If he is correct, what is the constant?
If he is incorrect, what is the range of values for this sum?
Try to find different ways to explore this problem or prove your conjectures as a check on your solution. This is a fun problem to play with using GSP or some other dynamic geometry software.
Hint: First, using either a straight-edge or GSP, draw many different star configurations as in the examples shown, being sure to vary from the standard five-pointed star whose angles are all congruent. Measure and add the five angles. (At the very least, cut out the stars and tear off the star's points and add these five angles visually.) What sum do you get?
Now, try to list the geometrical properties and theorems that might help prove this number is this constant sum.

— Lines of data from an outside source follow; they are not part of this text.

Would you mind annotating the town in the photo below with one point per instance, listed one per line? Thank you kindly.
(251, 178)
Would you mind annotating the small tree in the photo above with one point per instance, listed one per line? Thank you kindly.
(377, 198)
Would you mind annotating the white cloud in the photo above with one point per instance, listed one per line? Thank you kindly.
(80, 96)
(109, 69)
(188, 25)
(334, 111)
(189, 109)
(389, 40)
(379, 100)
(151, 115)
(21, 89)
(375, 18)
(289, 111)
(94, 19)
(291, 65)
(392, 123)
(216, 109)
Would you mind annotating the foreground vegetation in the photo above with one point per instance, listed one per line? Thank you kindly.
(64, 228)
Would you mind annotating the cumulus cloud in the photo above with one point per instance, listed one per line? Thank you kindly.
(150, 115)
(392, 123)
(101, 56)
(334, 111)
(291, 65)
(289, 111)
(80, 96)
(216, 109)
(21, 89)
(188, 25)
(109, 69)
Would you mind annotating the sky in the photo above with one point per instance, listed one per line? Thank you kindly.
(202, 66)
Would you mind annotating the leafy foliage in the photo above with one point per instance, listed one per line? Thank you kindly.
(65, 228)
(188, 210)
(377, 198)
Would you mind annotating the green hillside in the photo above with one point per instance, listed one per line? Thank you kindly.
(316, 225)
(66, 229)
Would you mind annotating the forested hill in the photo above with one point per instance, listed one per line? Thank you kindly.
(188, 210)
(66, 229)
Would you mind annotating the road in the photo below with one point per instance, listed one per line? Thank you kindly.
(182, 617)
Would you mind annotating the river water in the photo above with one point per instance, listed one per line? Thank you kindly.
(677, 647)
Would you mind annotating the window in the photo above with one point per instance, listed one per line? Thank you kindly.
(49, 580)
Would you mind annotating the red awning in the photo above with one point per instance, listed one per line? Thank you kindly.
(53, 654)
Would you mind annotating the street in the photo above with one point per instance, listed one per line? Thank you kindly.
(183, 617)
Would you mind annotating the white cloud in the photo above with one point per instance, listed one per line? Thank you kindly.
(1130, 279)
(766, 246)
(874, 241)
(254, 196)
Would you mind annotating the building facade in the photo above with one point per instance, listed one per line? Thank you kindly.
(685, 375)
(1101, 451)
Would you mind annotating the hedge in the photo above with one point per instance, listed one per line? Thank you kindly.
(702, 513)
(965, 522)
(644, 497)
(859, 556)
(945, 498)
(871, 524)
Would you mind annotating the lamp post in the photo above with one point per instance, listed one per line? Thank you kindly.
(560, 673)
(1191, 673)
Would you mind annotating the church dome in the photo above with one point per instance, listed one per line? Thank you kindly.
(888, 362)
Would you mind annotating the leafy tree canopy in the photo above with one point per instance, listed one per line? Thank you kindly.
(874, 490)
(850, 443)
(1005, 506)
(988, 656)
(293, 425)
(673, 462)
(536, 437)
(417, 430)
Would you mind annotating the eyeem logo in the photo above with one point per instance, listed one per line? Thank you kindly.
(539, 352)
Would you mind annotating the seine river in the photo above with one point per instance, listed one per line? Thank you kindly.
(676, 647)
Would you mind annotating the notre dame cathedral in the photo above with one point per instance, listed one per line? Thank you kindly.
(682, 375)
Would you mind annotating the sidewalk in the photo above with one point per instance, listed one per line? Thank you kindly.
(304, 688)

Solution Commentary: The constant sum is 180 degrees. Many different proofs of this are possible, and my students seem to invent new ones each time I give them this problem. Try using any of the following:
Once you have found one satisfying proof, explore what happens if one of the star's angle vertices is moved to the interior of the original pentagon? Or, what happens to the angle sum if you use a star with six, seven,...n-sides?
- Exterior angle properties for the many triangles or pentagon formed
- Inscribe the star inside a circle using three of the "outermost" vertices (the remaining two angle vertices will be either interior to the circle or on the circle as well), and then apply circle/chord angle properties
- Use a pencil to implement the Turtle-Total-Trip Theorem from Logo (if you know what that is...if you don't, you might want to find out what it is!)
- Draw a line segment between two "adjacent" angle vertices and then try an "aha!" proof which involves the visual translation of the five star angles into a single triangle using the exterior angle theorem
Though this great problem is somewhat old but relatively unknown, a nice write up of explorations of the problem can be found in Alan Lipp's "The Angles of a Star" (Mathematics Teacher, September 2000, pp. 512-516).